8. Holiday adventures
LIFE OF KANGAROO ISLAND.
(By Ethel A. Bates.)
The islander, in the freedom of his life, has many opportunities of meeting with some rather unusual experiences. Although my life hitherto has been devoid of any startlingly thrilling adventures, yet the one which I am about to re-count, is, to say the least, unusual in the extreme.
A few years ago I was spending a holiday, during the summer months with my aunt at Nepean Bay. The homestead was situated about five or six chains from the sandy beach, which, at this spot, extends for some miles along the coastline. It is strewn with pretty shells, and is probably the longest stretch of sea beach on the island.
One bright morning, soon after my arrival, I awoke rather early, and determined to have a sea bath and a stroll along the beach before breakfast. Passing through a back verandah I was surprised to notice what I at first took to be a sheep lying there. I walked up to it, but quickly sprang back in dismay; it certainly was the size of a very large sheep, but equally certainly it was not a sheep. I stood rooted to the spot, gazing stupidly at the object. At length, breaking the spell, I hastily ran inside, and awoke my uncle and the other members of the family.
For a time they thought it a joke on my part when I hurriedly assured them that a queer animal had taken possession of the back verandah. However, I prevailed upon them to come and look, and we discovered to our surprise that a large seal had assumed command of the back premises. My uncle brought his gun, and soon I was examining the only seal I had seen out of the gardens. It was an immense grey one. The skins of these are, however, of little monetary value, but for the seal to creep up and sleep on a verandah some distance from the shore was, I am sure, you will agree, a most striking and unusual occurrence.
During the spring the wild flowers bloom in profusion, and, judging by the beautiful blending of color, confusion as well. Here we have a varied assortment, and these little blossoms booming richly in the many little nooks and valleys, present a charming plcture, tended alone by Nature. These flowers are, in my opinion, prettier, better, and sweeter than all the rarest specimens of horticulture. In me they have a true lover and admirer.

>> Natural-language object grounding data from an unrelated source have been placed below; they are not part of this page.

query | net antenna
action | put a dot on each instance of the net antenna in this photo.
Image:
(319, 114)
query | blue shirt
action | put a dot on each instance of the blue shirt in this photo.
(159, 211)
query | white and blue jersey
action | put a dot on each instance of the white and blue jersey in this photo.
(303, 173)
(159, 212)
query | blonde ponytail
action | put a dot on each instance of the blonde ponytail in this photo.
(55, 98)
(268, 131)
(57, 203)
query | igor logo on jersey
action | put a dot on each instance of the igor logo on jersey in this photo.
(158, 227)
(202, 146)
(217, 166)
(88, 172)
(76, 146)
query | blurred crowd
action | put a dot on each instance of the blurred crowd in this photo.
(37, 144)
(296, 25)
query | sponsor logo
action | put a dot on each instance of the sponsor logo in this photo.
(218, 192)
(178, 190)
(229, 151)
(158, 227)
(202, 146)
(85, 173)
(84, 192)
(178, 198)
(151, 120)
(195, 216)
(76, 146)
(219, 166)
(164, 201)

With the idea of collecting a bunch for an Adelaide friend, my sister and I mounted our ponies one day and rode to a spot where we knew the flowers grew in abundance. This chanced to be some 10 miles from home and was also many miles from any other habitation. Arriving there we tied up our horses and ventured into the bush for our spoil.
We wandered some distance, plucking choice blooms as we proceeded, until at length my sister suggested that we should have lunch and a rest. I willingly acquiesced, and we cast about to find a suitable spot. We decided on resting under some stunted eucalyptus trees near by. We threw our-selves down and commenced lunch.

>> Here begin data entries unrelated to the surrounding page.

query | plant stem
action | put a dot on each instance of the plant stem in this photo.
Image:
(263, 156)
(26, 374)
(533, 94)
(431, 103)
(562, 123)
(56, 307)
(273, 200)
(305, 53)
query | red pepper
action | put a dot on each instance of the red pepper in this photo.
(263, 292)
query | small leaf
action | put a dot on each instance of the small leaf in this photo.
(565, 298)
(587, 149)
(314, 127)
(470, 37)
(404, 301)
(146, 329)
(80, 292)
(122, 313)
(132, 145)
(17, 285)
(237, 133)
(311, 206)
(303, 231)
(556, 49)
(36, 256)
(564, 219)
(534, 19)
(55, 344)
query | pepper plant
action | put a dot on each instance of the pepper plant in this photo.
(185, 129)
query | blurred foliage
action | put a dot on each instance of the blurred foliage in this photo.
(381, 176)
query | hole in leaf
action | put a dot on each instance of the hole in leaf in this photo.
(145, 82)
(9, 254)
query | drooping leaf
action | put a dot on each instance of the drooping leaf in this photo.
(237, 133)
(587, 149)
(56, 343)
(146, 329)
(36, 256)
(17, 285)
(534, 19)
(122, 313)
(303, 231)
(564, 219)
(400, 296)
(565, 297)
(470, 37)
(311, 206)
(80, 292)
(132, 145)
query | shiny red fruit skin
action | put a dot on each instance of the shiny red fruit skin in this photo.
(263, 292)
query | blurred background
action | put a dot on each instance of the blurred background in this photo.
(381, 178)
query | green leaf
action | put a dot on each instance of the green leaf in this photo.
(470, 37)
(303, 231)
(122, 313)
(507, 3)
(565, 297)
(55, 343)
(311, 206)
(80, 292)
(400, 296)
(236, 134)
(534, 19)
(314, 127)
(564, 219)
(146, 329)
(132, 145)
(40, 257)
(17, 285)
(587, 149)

Presently I was startled by my sister declaring she could hear some sound near by. All sorts of terrible things at once flashed across my mind. I thought of tigers, wild cats, jaguars, panthers, and all the horrifying animals of which I delighted to read in books of adventure. I listened, and had to admit that I too, believed something to be near.

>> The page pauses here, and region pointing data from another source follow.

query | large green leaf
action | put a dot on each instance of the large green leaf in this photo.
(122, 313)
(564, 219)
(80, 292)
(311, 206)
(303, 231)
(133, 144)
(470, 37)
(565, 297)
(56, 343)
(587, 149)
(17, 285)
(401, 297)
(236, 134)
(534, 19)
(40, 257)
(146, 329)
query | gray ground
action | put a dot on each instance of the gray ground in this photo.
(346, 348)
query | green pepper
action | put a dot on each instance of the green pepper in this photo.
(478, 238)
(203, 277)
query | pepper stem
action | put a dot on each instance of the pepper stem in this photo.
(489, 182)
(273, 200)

We jumped up immediately, each seizing weapons of defence in the shape of formidable-looking sticks. We held a consultation, pulled our courage together, and decided to try to discover the whereabouts of our disturber. On exploring a few yards we came across a large black and white dog, lying stretched out, snarling viciously. Our alarm somewhat abated when we found that he was caught in a snare, which had, I suppose, been set for wallabies, by some enthusiastic trappers.
Finding the dog moderately tame and not a wild one, as we at first supposed, my sister pluckily advanced to release him. The poor creature was very hungry and had doubtless been snared for several days. However, we gave him a good share of our lunch, and then I wrote, 'Lost, stolen, or strayed' on a piece of paper, fastened this around his neck, and sent him away.
After this experience we thought it better to re-trace our steps. Our nerves were very unsteady after the fright we had received, quite an eerie feeling had taken possession of me. About half way back to our horses I remarked to my sister, 'You know we should really be more careful of snakes; we are tramping along as if no such venomous reptiles were in existence.' 'Oh, well,' she replied, 'let us keep a good look out.'
We had not proceeded more than a couple of yards when I almost stepped upon one. We screamed and ran away as fast as we could, my sister frantically pulling me along by the arm. When we had run some distance I suggested that we should return and have another look at the reptile but my sister would not entertain the proposal. So freshly alarmed we once more started running for our horses, jumped on, and soon put a respectable distance between ourselves and the cause of our terror.